Culture Vulture: Italian Masterpieces at the NGV

This weekend marked the close of this year’s winter blockbuster exhibition at the National Gallery of Victoria. Italian Masterpieces was comprised of seventy-two paintings and thirty-three drawings from the Museo del Prado in Spain. Italian paintings, from a Spanish museum you ask? Whaaa?
Don’t worry it totally makes sense when you look at the context for the exhibition.

 

Back in the 17th and 18th century Spain was an absolute powerhouse in Europe. Northern Europe and England were having some qualms about whether they wanted to still be affiliated with the Catholic Church or not. Historically, this was known as the Reformation. France wasn’t super sure where it stood. Italy was still mostly a group of different provinces, ruled by different families and governments but its artistic scenes in the likes of Rome, Venice, Bologna, Florence and Milan were still going strong after the Renaissance (the so-called re-birth of painting and sculpture after the medieval period. This when artists like Leonardo, Michelangelo, Donatello and Raphael, aka the Teenage Mutant Ninja Turtles, were doing really impressive stuff). Massive chunks of Italy, like Naples and Sicily were owned by Spain, as was France at one stage.

 

The Church in Rome was pretty nervous about all of the countries that didn’t want to be Catholic anymore so they wanted to Spain on their team. Spain liked the Church, Italy’s culture and ties to Ancient Rome so boom!
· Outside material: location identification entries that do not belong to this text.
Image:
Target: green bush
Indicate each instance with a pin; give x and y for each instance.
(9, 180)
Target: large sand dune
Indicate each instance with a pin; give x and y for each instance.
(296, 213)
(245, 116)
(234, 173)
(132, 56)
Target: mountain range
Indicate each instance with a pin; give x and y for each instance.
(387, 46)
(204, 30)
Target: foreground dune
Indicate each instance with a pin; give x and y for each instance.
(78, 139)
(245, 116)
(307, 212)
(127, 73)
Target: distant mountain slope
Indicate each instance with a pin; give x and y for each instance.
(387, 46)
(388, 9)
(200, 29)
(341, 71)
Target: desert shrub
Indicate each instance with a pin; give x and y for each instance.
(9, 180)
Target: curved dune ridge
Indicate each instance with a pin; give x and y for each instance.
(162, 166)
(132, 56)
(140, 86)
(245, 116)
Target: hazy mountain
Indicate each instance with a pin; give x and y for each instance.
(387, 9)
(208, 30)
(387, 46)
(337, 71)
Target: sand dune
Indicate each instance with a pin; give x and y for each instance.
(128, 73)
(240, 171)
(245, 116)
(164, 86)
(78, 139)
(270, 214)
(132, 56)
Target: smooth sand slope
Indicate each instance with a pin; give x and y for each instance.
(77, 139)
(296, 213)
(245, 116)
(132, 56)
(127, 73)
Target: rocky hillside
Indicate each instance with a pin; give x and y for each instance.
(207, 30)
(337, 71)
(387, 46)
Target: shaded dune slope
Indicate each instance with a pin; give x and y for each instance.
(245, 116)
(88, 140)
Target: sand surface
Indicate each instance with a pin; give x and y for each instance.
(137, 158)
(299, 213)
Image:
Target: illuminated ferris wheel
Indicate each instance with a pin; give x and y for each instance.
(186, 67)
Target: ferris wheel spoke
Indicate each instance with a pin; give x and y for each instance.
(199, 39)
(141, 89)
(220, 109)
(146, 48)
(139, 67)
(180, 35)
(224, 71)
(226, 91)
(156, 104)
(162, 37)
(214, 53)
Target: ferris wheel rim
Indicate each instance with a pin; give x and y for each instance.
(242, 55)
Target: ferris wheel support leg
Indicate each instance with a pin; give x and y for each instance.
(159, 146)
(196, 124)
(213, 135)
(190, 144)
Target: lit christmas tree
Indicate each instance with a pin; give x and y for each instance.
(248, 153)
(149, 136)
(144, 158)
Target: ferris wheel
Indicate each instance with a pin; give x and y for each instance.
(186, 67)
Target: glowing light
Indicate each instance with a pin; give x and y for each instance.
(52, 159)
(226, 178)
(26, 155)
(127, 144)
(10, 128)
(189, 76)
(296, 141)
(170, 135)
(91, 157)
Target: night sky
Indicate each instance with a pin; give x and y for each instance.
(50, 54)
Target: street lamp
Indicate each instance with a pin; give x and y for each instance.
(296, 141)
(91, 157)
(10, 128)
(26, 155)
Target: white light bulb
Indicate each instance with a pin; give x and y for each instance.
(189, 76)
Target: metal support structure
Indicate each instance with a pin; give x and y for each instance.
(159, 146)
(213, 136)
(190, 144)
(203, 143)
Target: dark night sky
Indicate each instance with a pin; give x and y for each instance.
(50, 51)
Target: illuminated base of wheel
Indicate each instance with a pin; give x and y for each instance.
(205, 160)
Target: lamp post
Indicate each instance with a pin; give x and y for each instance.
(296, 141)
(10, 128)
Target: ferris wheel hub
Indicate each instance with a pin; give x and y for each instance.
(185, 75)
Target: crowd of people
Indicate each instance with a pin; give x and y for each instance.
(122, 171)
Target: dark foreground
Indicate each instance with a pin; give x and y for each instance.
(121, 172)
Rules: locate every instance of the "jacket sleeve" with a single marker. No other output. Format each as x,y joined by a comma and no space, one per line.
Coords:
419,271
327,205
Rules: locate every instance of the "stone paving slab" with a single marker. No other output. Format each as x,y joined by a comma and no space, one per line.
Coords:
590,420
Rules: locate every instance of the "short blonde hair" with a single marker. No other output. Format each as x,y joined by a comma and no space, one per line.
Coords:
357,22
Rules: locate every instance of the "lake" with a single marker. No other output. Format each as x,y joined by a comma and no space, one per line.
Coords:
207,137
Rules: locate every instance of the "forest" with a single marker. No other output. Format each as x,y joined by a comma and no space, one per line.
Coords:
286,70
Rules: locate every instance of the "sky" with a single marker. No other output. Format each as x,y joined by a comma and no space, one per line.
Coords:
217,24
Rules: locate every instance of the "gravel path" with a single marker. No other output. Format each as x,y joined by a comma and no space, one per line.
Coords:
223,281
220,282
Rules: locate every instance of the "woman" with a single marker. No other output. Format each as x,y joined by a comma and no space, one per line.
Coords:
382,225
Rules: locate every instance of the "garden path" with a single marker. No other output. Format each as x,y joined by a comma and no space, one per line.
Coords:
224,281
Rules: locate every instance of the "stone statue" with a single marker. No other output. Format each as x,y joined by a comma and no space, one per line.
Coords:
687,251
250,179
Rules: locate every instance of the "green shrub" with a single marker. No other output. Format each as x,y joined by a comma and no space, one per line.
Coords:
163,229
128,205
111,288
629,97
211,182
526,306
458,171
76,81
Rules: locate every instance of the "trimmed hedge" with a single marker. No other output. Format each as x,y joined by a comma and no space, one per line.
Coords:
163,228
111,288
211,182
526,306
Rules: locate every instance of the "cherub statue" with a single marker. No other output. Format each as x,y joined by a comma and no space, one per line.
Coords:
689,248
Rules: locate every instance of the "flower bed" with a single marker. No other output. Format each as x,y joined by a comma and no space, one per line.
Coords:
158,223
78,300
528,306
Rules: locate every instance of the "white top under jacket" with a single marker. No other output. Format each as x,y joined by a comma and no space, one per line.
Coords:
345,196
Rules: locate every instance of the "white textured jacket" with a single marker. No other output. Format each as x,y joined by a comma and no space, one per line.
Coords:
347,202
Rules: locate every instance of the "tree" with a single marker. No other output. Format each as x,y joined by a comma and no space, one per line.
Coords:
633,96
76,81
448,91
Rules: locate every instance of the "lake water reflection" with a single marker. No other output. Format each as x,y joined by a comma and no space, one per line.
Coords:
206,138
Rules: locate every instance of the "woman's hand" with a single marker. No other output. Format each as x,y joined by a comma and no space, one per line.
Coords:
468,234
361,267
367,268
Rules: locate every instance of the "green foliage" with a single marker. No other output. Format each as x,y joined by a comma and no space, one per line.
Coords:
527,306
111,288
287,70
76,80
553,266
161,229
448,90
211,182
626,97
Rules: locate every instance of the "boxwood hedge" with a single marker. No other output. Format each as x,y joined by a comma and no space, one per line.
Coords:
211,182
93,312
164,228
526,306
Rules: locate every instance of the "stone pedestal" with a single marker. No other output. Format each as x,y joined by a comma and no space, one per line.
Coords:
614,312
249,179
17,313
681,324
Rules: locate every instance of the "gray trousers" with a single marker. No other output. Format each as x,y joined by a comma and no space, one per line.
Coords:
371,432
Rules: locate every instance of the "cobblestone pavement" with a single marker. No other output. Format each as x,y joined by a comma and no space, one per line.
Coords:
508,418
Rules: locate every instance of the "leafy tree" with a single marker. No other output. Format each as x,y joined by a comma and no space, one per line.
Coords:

Massive art trade!

 

Some of the works in this exhibition were commissioned as gifts to the Spanish royal family, some were commissioned by the royal family, and others had been made for other people but were later acquired for the royal court, it’s palace, cathedrals, convents and monasteries. Not all of them were acquired in a particularly legal way but that’s history for you.

 

Some of these artworks classify as Renaissance (around the 14th-16th centuries) and some are Rococo (later 18th century) but most of the artworks in the exhibition are Baroque (17th and 18th centuries). Baroque art was given a really bad rap from the 19th century up until the mid-twentieth century. I can understand this, to an extent.

 

A lot of baroque painting is decadent and melodramatic, the scenes often crowded and the figures aren’t always as idealistic as those of the Renaissance but these are also reasons to like these works. There’s a lot to take in but it’s not necessarily overwhelming. It definitely helps if you already know stories from the Bible, or about the lives of saints but you don’t have to be religious to look at a painting and have an opinion. Other subjects covered by works in the exhibition include portraits, still-lifes and, my personal favourite, scenes that depicted Roman mythologies or Ancient Roman life. The painting with the elephants is pretty darn cool.